Stories are entertaining. That’s why we read them. If the author can show us something, touch us, make us think in a new way beyond being entertaining, lovely. Kudos, sir and/or madam.

So here we are, not reading the books our friends or peers are reading. But we are watching the movies. Couldn’t get a hold of The Hunger Games in print? Not to worry, Katniss is coming to a theater near you. What we’re teaching – incidentally but importantly – is that books are bad. Written words are bad but visual stuff is okay.

Let me get this straight. You’re upset about The Marbury Lens? DID YOU EVER SEE JAWS? That was the 1970s!

Sorry. I’ll stop yelling.

Look, I’ve come a long way around to saying this, but words are food. Pictures are food. Talking is food. And maybe The Superfriends was sugar-glazed carrots, because oh my did they package a moral into every episode. And it was terrible. But I watched it because of Batman.

We can complain about the state of YA literature, but that’s me with a thimble at the ocean. It’s the whole garden you’ve got to keep your eye on. And just because you don’t like arugula doesn’t mean I don’t get to try and plant it.
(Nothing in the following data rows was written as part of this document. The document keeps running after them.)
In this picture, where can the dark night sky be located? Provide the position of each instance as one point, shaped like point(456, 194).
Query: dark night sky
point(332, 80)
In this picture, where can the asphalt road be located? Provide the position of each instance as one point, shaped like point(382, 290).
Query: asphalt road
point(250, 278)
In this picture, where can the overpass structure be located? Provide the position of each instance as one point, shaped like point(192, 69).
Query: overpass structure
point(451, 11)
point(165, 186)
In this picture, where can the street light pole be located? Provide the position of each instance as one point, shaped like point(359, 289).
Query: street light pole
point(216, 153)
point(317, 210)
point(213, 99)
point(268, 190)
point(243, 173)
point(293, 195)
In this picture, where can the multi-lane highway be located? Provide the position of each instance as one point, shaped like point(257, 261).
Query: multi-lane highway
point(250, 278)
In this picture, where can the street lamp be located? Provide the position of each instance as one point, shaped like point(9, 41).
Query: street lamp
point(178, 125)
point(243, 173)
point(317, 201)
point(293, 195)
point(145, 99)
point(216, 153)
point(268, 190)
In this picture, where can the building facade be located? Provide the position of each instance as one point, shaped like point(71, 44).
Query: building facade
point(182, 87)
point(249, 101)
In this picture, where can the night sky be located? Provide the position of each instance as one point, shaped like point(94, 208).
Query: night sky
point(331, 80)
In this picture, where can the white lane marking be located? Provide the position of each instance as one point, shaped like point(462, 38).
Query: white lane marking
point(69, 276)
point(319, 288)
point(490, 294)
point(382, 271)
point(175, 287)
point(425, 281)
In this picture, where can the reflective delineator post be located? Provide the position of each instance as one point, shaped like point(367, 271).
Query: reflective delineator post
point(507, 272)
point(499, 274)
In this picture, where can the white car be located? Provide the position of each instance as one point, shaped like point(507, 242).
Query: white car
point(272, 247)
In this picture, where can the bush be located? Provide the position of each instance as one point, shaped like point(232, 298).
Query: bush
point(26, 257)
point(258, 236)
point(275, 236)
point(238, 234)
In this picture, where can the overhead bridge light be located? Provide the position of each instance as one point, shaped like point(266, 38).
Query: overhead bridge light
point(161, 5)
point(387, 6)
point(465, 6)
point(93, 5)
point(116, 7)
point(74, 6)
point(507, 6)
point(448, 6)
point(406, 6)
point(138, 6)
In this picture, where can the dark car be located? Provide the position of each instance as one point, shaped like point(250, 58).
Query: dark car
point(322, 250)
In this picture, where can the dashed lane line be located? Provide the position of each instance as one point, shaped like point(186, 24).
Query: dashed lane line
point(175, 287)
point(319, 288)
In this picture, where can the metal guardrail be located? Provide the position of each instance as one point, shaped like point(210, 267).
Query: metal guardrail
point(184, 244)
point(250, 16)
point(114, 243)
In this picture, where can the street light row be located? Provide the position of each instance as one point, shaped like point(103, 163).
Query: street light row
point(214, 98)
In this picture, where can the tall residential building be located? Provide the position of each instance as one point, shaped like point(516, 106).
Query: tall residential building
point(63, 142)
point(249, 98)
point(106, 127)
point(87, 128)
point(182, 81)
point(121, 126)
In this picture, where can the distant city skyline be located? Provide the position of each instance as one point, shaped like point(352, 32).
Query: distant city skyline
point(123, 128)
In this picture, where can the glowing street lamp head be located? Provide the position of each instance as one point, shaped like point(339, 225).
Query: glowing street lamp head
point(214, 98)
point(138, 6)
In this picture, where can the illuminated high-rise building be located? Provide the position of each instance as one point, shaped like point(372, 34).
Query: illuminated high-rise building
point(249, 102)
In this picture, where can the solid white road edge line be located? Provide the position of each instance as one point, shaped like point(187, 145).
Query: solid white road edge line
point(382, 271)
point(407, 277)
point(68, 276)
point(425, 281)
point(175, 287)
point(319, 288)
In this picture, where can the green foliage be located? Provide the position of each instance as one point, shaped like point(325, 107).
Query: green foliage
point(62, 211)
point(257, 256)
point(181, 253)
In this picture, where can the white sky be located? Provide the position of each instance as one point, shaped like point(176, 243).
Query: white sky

Confidential to Republic, MO school board in regards to the removal of Slaughterhouse Five and Shine: you didn’t eliminate those books. You only took them out of the school library. If your kids are going to read those books, wouldn’t you rather it be where they can talk to an adult about them? Because lemee tell ya – if your kids want to read those books, they’ll find a way.